Thousands of protesters once again marched in Russia’s Far East city of Khabarovsk on Saturday to protest against the arrest of the region’s governor.
Sergei Furgal, the Khabarovsk region governor was arrested on July 9 on charges of involvement in multiple murders.
Since then hundreds of people have rallied in Khabarovsk every day this week against the arrest of the popular governor, who was flown to Moscow to be jailed for two months.
The mass rallies in the city 3,800 miles east of Moscow reflect widespread anger over the arrest and a simmering discontent with the central government’s policies.
Crowds gathered on Saturday despite attempts by the local officials to discourage people from taking to the streets, citing coronavirus epidemic and an alleged averted terrorist threat.
Local media estimated the rally drew between 15,000 and 50,000 people, while local authorities put the number at 10,000.
Russia’s Investigative Committee alleges Sergei Furgal of involvement in several murders of businessmen in 2004 and 2005.
The governor has denied the charges, which relate to a time when he was a businessman who imported consumer goods.
Humiliating Blow to United Russia
Sergei Furgal is a member of the nationalist Liberal Democratic Party and he was elected in 2018, defeating the Kremlin-backed incumbent governor.
His victory was unexpected for everyone as Furgal didn’t actively campaign.
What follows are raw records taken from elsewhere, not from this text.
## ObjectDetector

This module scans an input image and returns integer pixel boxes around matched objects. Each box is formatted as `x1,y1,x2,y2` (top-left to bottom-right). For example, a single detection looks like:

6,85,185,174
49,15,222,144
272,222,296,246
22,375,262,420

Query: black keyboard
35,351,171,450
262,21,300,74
He even toed the Kremlin’s line and publicly supported his rival.
But people voted for him and delivered a humiliating blow to the main Kremlin party, United Russia, which has been losing seats in different regional governments over the past two years.
Khabarovsk residents have dismissed the charges against Sergei Furgal as unsubstantiated and denounced Kremlin for targeting a leader they have elected.
A protester said that it was not just about Furgal’s arrest and its legality. People in the region were fed up with the way they are treated by the central government, a protester said.
Sergei Furgal: People’s Governor
During his two years in office, Sergei Furgal has earned a reputation of being “the people’s governor.”
He cut his own salary, sold of an expensive yacht bought by the previous administration, significantly reduced flight fares for the residents of remote areas, and met with protesters when rallies happened over any issue.
“Furgal became a political symbol for the residents of the region, and all accusations — no matter how grave — are from another, non-political dimension,” political analyst Abbas Gallyamov said in a Facebook post.
Unrelenting Protests in Khabarovsk
Protesters keep pouring out on Khabarovsk streets every day, creating a tough situation both for the local authorities and the central government.
Last Saturday, up to 35,000 people rallied in the city demanding to move Furgal’s trial to Khabarovsk. “We have elected him and it’s up to us to judge him,” one protester remarked.
Others questioned the timing of the arrest and pointed out that the murder charges never came up before during Furgal’s decade-long stint as a member of the Russian parliament before running for governor.
The protests are the largest Khabarovsk, a city of 590,000, has ever seen. And, Moscow is yet to appoint an acting governor.
Kremlin spokesman Dmitry Peskov this week called the situation “not standard.”
Police on Saturday didn’t hinder the way of protesters, who were holding banners demanding Furgal’s freedom and chanting “I, you, he and she – the entire country is for Furgal”.
Smaller rallies in support of Furgal also took place in Komsomolsk-on-Amur, another big city in the Khabarovsk region, and in the city of Vladivostok in the neighboring Primorye region.
An old man at a rally said he is sincerely worried about his region, his country, and his nation. He said he was also deeply worried about Furgal which now symbolized their freedom.